The Davis Museum’s Fall 2017 Season Starts September 19

Eddie Martinez's mandala paintings
September 19, 2017

Wellesley’s Davis Museum opens its fall season today, September 19, with painter Eddie Martinez’s first solo museum exhibition, Eddie Martinez: Ants at a Picknic. It will include seven new large-scale mandala paintings, 17 painted bronze sculptures, and drawings.

A reception to celebrate the season opening will be held today from 6:30 p.m. to 9:30 p.m., with remarks from President Paula Johnson at 6:50 p.m. in the Davis Lobby and Galleries.

A native of Groton, Conn., who now lives in Brooklyn, Martinez has displayed his work in the United States and in galleries and museums in Asia and Europe. This exhibition marks a full-circle journey for Martinez, who first showed his work in Boston in 2005. The painting Mandala #8 (Ants at a Picknic) headlines the show.

“The works in Ants at a Picknic make plain that Martinez has hit his stride,” said Lisa Fischman, Ruth Gordon Shapiro ’37 Director of the Davis Museum and curator of the exhibition. “The cosmic hooks, the summoning of spirits, the virtuoso line, the command of color and composition—it all adds up to its own kind of brilliance.”

Martinez starts his works with drawings in which he uses a Sharpie marker. He then blows them up and translates the “skeleton” in black silkscreen ink onto canvas before he accentuates his images with color, drawing, and other found elements.

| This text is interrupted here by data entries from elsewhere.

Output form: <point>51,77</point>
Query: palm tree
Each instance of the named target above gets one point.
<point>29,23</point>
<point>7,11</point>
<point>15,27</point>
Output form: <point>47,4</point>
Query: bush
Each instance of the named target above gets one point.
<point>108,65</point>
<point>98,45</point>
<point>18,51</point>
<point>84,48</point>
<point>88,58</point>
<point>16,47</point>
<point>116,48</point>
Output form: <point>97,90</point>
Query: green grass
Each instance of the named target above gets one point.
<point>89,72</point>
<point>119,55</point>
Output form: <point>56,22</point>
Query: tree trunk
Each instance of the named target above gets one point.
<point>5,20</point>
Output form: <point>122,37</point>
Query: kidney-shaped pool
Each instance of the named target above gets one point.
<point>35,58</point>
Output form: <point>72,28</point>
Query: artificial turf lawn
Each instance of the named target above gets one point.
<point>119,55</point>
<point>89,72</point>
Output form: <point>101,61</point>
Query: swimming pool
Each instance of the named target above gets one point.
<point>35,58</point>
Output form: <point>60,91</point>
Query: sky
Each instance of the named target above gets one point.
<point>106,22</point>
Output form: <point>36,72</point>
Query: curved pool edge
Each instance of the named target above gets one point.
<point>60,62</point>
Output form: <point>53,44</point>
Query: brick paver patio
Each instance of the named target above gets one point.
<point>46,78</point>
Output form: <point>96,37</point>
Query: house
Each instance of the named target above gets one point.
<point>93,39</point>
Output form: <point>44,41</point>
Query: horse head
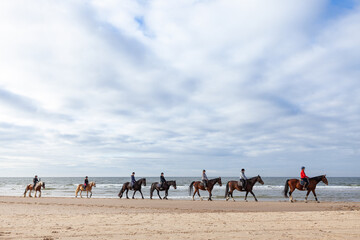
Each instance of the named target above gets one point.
<point>324,179</point>
<point>259,179</point>
<point>172,183</point>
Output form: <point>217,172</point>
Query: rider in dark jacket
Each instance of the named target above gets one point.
<point>162,180</point>
<point>35,181</point>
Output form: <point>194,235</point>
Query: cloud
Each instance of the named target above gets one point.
<point>105,88</point>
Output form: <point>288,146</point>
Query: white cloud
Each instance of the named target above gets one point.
<point>176,86</point>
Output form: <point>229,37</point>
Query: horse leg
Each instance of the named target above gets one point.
<point>232,196</point>
<point>194,194</point>
<point>120,193</point>
<point>290,196</point>
<point>253,195</point>
<point>307,194</point>
<point>199,195</point>
<point>315,196</point>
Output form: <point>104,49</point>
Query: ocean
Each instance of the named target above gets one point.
<point>339,188</point>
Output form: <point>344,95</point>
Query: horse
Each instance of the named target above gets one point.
<point>234,185</point>
<point>80,188</point>
<point>137,187</point>
<point>37,188</point>
<point>295,184</point>
<point>166,186</point>
<point>199,186</point>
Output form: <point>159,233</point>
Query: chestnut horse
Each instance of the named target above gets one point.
<point>234,185</point>
<point>199,186</point>
<point>37,188</point>
<point>295,184</point>
<point>137,187</point>
<point>88,189</point>
<point>156,186</point>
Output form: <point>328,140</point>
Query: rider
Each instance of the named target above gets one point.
<point>86,182</point>
<point>133,180</point>
<point>243,178</point>
<point>204,179</point>
<point>35,181</point>
<point>304,178</point>
<point>162,180</point>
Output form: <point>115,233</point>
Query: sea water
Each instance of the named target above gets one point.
<point>339,188</point>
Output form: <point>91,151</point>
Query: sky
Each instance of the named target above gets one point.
<point>104,88</point>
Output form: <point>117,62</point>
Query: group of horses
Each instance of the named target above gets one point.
<point>231,186</point>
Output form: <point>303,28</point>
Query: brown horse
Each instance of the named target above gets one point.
<point>234,185</point>
<point>295,184</point>
<point>137,187</point>
<point>37,188</point>
<point>199,186</point>
<point>88,189</point>
<point>165,187</point>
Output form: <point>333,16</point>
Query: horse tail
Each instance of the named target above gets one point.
<point>227,189</point>
<point>286,189</point>
<point>190,187</point>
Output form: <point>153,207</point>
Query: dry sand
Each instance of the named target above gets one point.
<point>69,218</point>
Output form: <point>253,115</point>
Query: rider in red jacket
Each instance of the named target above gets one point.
<point>304,178</point>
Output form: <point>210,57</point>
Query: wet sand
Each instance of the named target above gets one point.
<point>70,218</point>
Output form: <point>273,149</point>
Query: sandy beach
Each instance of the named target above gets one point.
<point>70,218</point>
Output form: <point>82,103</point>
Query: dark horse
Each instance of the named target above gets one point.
<point>199,186</point>
<point>166,186</point>
<point>234,185</point>
<point>137,187</point>
<point>295,184</point>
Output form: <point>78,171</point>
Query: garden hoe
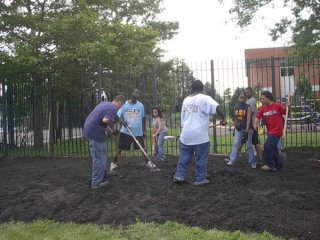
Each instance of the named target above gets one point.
<point>150,164</point>
<point>282,152</point>
<point>117,171</point>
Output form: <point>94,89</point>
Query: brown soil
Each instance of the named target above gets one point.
<point>284,203</point>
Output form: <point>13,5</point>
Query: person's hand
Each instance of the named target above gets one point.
<point>116,132</point>
<point>244,137</point>
<point>123,122</point>
<point>223,122</point>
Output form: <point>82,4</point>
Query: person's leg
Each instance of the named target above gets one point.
<point>270,151</point>
<point>258,151</point>
<point>235,147</point>
<point>202,155</point>
<point>186,154</point>
<point>140,139</point>
<point>251,158</point>
<point>160,141</point>
<point>98,151</point>
<point>125,142</point>
<point>256,143</point>
<point>276,156</point>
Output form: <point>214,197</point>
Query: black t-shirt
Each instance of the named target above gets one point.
<point>240,113</point>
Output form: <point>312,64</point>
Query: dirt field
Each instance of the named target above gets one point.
<point>284,203</point>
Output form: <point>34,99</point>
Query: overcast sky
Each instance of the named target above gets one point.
<point>206,32</point>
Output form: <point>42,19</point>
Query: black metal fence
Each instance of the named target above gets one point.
<point>45,118</point>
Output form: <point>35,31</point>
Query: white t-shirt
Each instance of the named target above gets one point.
<point>195,119</point>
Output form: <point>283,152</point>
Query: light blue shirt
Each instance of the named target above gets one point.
<point>195,119</point>
<point>133,115</point>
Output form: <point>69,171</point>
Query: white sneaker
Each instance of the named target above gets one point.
<point>113,166</point>
<point>150,165</point>
<point>229,163</point>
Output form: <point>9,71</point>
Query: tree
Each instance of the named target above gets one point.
<point>304,22</point>
<point>304,88</point>
<point>234,100</point>
<point>72,37</point>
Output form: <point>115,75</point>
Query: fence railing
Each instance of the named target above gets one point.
<point>45,118</point>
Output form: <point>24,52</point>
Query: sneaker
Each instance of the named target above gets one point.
<point>229,163</point>
<point>266,168</point>
<point>206,181</point>
<point>113,166</point>
<point>99,185</point>
<point>149,164</point>
<point>178,180</point>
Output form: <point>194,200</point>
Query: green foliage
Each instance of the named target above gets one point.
<point>304,22</point>
<point>234,100</point>
<point>143,231</point>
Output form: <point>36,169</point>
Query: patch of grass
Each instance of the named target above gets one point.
<point>143,231</point>
<point>79,146</point>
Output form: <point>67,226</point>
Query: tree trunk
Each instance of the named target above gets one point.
<point>37,113</point>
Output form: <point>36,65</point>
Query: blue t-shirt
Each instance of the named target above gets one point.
<point>241,113</point>
<point>195,119</point>
<point>94,128</point>
<point>133,115</point>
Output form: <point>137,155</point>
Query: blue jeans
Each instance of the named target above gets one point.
<point>186,153</point>
<point>271,152</point>
<point>160,141</point>
<point>237,143</point>
<point>98,152</point>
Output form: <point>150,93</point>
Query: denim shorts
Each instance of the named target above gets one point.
<point>125,142</point>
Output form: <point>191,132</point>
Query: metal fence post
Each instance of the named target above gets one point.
<point>100,84</point>
<point>273,76</point>
<point>214,129</point>
<point>154,85</point>
<point>50,116</point>
<point>4,119</point>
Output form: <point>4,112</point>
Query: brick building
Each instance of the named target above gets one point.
<point>272,69</point>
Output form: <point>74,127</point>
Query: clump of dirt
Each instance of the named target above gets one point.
<point>283,203</point>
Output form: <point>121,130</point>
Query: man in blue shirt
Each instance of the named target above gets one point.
<point>133,114</point>
<point>94,130</point>
<point>194,139</point>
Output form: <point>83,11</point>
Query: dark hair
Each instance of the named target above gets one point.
<point>243,93</point>
<point>249,89</point>
<point>267,94</point>
<point>159,111</point>
<point>197,86</point>
<point>120,98</point>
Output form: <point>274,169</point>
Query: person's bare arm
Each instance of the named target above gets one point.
<point>249,119</point>
<point>159,123</point>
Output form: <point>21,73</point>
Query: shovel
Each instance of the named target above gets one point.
<point>282,152</point>
<point>150,164</point>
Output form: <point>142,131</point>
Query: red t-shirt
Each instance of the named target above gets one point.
<point>272,115</point>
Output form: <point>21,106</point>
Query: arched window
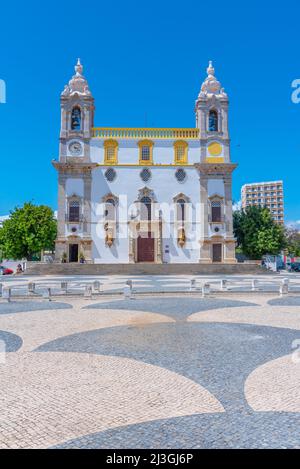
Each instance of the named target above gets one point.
<point>213,121</point>
<point>146,208</point>
<point>180,204</point>
<point>76,118</point>
<point>74,211</point>
<point>110,152</point>
<point>146,151</point>
<point>216,211</point>
<point>110,210</point>
<point>180,152</point>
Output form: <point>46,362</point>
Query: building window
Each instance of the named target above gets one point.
<point>74,211</point>
<point>145,152</point>
<point>213,121</point>
<point>76,118</point>
<point>180,175</point>
<point>216,211</point>
<point>180,204</point>
<point>180,152</point>
<point>110,210</point>
<point>146,208</point>
<point>110,174</point>
<point>145,174</point>
<point>110,152</point>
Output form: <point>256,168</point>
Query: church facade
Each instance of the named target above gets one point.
<point>129,195</point>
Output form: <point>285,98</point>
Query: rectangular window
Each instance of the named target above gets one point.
<point>180,154</point>
<point>74,212</point>
<point>110,154</point>
<point>145,153</point>
<point>216,214</point>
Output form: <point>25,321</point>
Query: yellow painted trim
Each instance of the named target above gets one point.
<point>171,133</point>
<point>214,160</point>
<point>149,144</point>
<point>179,145</point>
<point>110,144</point>
<point>152,164</point>
<point>215,149</point>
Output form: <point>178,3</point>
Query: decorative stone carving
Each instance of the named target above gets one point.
<point>78,84</point>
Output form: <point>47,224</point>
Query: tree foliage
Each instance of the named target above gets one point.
<point>29,230</point>
<point>293,242</point>
<point>257,233</point>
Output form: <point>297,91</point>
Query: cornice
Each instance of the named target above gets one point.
<point>72,167</point>
<point>215,169</point>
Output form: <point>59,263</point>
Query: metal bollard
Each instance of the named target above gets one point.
<point>205,289</point>
<point>47,294</point>
<point>88,291</point>
<point>127,292</point>
<point>31,287</point>
<point>283,289</point>
<point>6,294</point>
<point>96,285</point>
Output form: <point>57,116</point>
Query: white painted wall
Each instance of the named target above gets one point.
<point>126,187</point>
<point>128,151</point>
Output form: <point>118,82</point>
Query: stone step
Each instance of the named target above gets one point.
<point>38,268</point>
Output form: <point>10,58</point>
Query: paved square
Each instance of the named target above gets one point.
<point>151,372</point>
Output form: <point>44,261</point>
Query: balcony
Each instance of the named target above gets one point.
<point>140,133</point>
<point>73,219</point>
<point>220,219</point>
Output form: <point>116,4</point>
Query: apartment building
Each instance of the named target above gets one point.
<point>265,194</point>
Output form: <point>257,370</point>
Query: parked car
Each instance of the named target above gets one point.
<point>5,270</point>
<point>295,266</point>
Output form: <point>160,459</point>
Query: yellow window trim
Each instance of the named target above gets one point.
<point>110,146</point>
<point>211,159</point>
<point>180,145</point>
<point>146,143</point>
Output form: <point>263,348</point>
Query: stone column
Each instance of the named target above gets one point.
<point>204,206</point>
<point>228,205</point>
<point>60,243</point>
<point>87,195</point>
<point>205,254</point>
<point>61,213</point>
<point>229,252</point>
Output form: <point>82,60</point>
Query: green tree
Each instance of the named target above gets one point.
<point>257,233</point>
<point>29,230</point>
<point>293,242</point>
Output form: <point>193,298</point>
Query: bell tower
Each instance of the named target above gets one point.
<point>217,243</point>
<point>74,168</point>
<point>212,118</point>
<point>77,117</point>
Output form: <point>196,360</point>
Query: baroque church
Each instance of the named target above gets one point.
<point>129,195</point>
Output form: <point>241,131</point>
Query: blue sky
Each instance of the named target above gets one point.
<point>145,62</point>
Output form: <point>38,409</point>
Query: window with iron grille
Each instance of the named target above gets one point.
<point>110,174</point>
<point>145,153</point>
<point>145,174</point>
<point>180,175</point>
<point>74,211</point>
<point>216,215</point>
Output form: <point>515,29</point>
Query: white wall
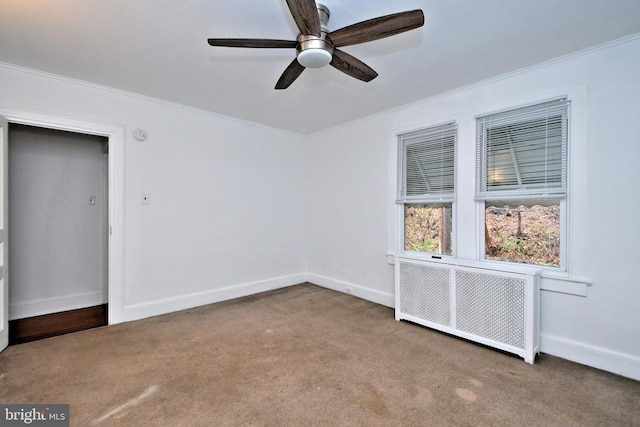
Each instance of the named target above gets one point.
<point>58,239</point>
<point>237,208</point>
<point>228,199</point>
<point>352,181</point>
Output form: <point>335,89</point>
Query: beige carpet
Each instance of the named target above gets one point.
<point>303,356</point>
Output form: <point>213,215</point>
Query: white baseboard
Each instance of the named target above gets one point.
<point>623,364</point>
<point>184,302</point>
<point>382,298</point>
<point>24,309</point>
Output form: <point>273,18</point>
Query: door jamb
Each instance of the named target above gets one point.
<point>116,137</point>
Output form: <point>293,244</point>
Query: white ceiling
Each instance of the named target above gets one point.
<point>159,48</point>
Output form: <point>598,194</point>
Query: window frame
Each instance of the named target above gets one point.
<point>402,200</point>
<point>561,194</point>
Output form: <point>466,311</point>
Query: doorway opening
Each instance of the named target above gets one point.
<point>59,228</point>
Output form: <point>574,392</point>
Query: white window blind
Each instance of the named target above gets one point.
<point>426,164</point>
<point>522,153</point>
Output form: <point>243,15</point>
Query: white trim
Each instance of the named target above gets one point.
<point>116,135</point>
<point>146,98</point>
<point>378,297</point>
<point>22,310</point>
<point>498,78</point>
<point>623,364</point>
<point>184,302</point>
<point>564,285</point>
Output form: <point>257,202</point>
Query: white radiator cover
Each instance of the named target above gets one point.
<point>481,302</point>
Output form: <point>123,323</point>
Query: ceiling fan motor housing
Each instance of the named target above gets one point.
<point>314,51</point>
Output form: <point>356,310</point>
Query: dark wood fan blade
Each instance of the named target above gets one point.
<point>352,66</point>
<point>259,43</point>
<point>305,13</point>
<point>290,74</point>
<point>377,28</point>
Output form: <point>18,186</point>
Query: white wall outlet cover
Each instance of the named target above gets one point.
<point>140,134</point>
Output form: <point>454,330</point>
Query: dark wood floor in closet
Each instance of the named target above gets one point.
<point>50,325</point>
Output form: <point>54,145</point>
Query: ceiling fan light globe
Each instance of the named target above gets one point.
<point>314,58</point>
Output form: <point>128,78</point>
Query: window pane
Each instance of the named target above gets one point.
<point>524,232</point>
<point>427,228</point>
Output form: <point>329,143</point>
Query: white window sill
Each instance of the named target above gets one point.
<point>549,281</point>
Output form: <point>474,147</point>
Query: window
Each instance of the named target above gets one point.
<point>521,174</point>
<point>426,188</point>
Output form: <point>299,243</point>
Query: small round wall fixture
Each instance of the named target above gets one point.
<point>140,134</point>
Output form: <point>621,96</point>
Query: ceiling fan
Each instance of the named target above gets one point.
<point>317,47</point>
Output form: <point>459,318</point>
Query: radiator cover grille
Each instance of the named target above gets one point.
<point>491,306</point>
<point>426,293</point>
<point>499,308</point>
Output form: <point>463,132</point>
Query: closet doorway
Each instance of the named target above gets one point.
<point>59,232</point>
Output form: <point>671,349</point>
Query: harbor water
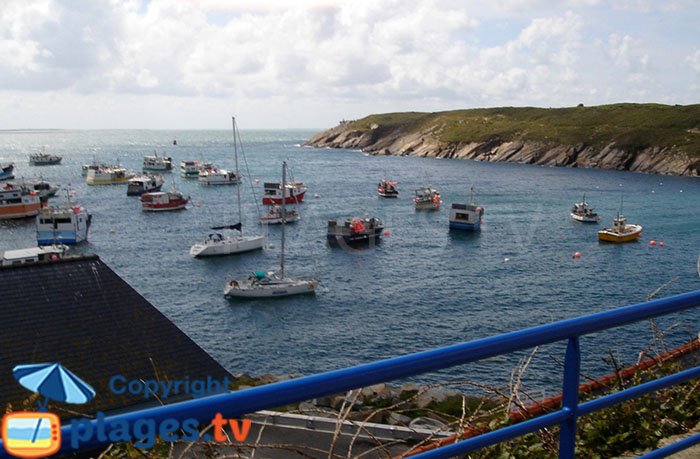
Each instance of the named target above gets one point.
<point>421,288</point>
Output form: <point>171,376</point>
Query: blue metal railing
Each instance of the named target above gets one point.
<point>239,403</point>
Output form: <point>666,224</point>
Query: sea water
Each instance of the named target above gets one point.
<point>421,288</point>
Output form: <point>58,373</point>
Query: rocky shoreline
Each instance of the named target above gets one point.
<point>400,141</point>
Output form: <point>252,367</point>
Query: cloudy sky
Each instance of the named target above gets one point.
<point>310,63</point>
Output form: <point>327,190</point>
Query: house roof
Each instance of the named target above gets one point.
<point>79,312</point>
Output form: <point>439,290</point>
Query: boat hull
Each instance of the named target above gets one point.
<point>277,289</point>
<point>295,199</point>
<point>610,236</point>
<point>227,246</point>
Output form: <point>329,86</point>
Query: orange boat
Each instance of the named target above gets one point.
<point>18,202</point>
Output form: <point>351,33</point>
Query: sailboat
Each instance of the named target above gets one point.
<point>216,243</point>
<point>266,285</point>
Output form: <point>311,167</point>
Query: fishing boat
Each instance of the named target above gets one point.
<point>276,216</point>
<point>216,244</point>
<point>355,231</point>
<point>293,193</point>
<point>266,285</point>
<point>387,189</point>
<point>66,224</point>
<point>18,201</point>
<point>466,217</point>
<point>583,212</point>
<point>620,231</point>
<point>216,176</point>
<point>6,171</point>
<point>161,201</point>
<point>108,176</point>
<point>146,183</point>
<point>44,159</point>
<point>157,163</point>
<point>427,198</point>
<point>32,255</point>
<point>191,169</point>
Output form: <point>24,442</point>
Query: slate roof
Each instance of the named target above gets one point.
<point>82,314</point>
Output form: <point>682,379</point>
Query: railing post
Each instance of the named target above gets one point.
<point>572,367</point>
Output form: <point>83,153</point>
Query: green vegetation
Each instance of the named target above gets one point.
<point>630,126</point>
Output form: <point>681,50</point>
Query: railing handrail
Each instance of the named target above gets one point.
<point>238,403</point>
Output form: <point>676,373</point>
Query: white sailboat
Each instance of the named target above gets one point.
<point>266,285</point>
<point>217,244</point>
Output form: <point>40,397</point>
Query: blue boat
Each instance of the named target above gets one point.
<point>466,217</point>
<point>355,231</point>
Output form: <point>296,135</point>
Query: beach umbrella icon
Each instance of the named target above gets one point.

In a statement, Fischman said: “Referencing the traditional Hindu and Buddhist representational model of the universe, Martinez’s mandala forms contain an artist’s cosmos: Eyes are everywhere, along with other signature motifs and moves, and ‘EM’ often appears. The paintings are possessed of an ambitious compositional dynamism, driven by a confidence of hand and by an improvisational skill in putting paint to canvas that far exceeds plotting.”

A special feature of the Martinez exhibition will involve the construction of an actual Tibetan Buddhist sand mandala by visiting monks from the Namgyal Monastery Institute of Buddhist Studies in Ithaca, N.Y. Beginning September 20, the monks will work to create the richly complex Medicine Buddha Mandala—a form imbued with powerful healing properties. Their work sessions will be open to the public. The final ritual step in the mandala’s completion is scheduled for October 11 at 3 p.m. at the Davis and will conclude at Lake Waban.

The new season at the Davis will also feature works from other artists. Patrons will get a first look at Hrair Sarkissian: Horizon; Martin Luther: Protest in Print; Life on Paper: Contemporary Prints from South Africa; Soong Mayling: Paintings; and David Teng Olsen: Smoked my Head on Yes WatersOlsen is an associate professor of art at Wellesley.

The Eddie Martinez: Ants at a Picknic exhibition and catalogue are realized with generous funding from Wellesley College Friends of Art at the Davis, The Helyn MacLean Endowed Program Fund for Contemporary and South Asian Art, The Mildred Cooper Glimcher ’61 Endowed Fund for the Curatorship of Contemporary Art, and the Davis Museum and Cultural Center Program Endowed Fund; with additional support for the catalogue from Timothy Taylor, London, and Mitchell-Innes & Nash, New York.